Borderline, i nuovi succhi di frutta per un pubblico adulto

Nuovi succhi di frutta che stanno riscuotendo molto successo in Francia, con un abile operazione di marketing e comunicazione, un azienda giovane composta da 4 ragazzi, molto creativa e originale, mi piace segnalare le nuove iniziative imprenditoriali.

Una bevanda per l'uomo come dire un po' ...  alla moda, come dire per l'uomo un po' ... ye ye, insomma avete visto il manifesto, se si sono fatti fotografare la parte posteriore, una ragione ci sarà! Spero si sia capito, anche se posso dire? Per me più che bordeline, che vuole dire stare su una linea un po' di qua e un po' di là, sono molto più in là. Non c'è nulla di male, anzi è un modo divertente e originale di prendersi in giro con ironia.

L'operazione non era del tutto facile, rivoluzionare il settore dei succhi di frutta che negli ultimi anni non riesce a rinnovarsi, in particolare i smoothie fanno fatica a incontrare il favore dei consumatori, tanto che Chiquita ha già modificato i formati riducendoli, nel tentativo di abbassare il prezzo e fare il modo che il prodotto abbia più appeal. I succhi di frutta rimangono così fermi ai formati grandi da un litro, consumati dalle famiglie con bambini, dove l'acquisto in offerta rappresenta più del 66% totale delle vendite.

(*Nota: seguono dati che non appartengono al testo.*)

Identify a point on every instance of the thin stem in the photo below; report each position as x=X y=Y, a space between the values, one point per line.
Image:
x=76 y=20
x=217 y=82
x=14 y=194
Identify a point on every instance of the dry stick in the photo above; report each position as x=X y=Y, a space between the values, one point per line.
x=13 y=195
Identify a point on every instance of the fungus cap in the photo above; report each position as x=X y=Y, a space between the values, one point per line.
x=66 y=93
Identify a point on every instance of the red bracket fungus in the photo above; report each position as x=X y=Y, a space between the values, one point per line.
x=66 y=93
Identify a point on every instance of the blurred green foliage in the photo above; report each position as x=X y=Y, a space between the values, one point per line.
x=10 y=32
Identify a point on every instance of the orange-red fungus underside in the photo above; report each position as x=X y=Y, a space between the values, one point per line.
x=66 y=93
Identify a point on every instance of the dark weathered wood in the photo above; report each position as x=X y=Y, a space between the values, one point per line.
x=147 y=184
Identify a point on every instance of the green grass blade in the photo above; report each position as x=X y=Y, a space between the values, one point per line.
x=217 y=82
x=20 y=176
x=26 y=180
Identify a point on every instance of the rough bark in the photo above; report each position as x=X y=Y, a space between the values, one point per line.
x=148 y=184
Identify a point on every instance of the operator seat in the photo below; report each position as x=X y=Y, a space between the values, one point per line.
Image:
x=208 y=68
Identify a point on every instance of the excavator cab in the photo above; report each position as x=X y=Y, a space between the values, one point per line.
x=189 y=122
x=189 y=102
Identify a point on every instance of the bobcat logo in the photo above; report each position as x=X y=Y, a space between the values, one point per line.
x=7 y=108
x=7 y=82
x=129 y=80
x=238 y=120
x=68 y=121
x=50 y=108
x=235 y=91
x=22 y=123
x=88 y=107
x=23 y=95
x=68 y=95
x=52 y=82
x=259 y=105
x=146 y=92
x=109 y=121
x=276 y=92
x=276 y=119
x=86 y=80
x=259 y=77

Le bevande funzionali quelle miste acque e succhi di frutta, durano in tempo del lancio pubblicitario, non riescono a trovare continuità nella vendita, perchè non sostenuti da una buona comunicazione. 
Cosi questi ragazzi si sono inventati i succhi di frutta che spostano il consumo dall'ora della merenda all'ora dell'aperitivo, operazione riuscita, aprendo così la strada a nuovo segmento di mercato.

Questi i nomi dei cocktail di succhi di frutta dai nomi un po'insoliti.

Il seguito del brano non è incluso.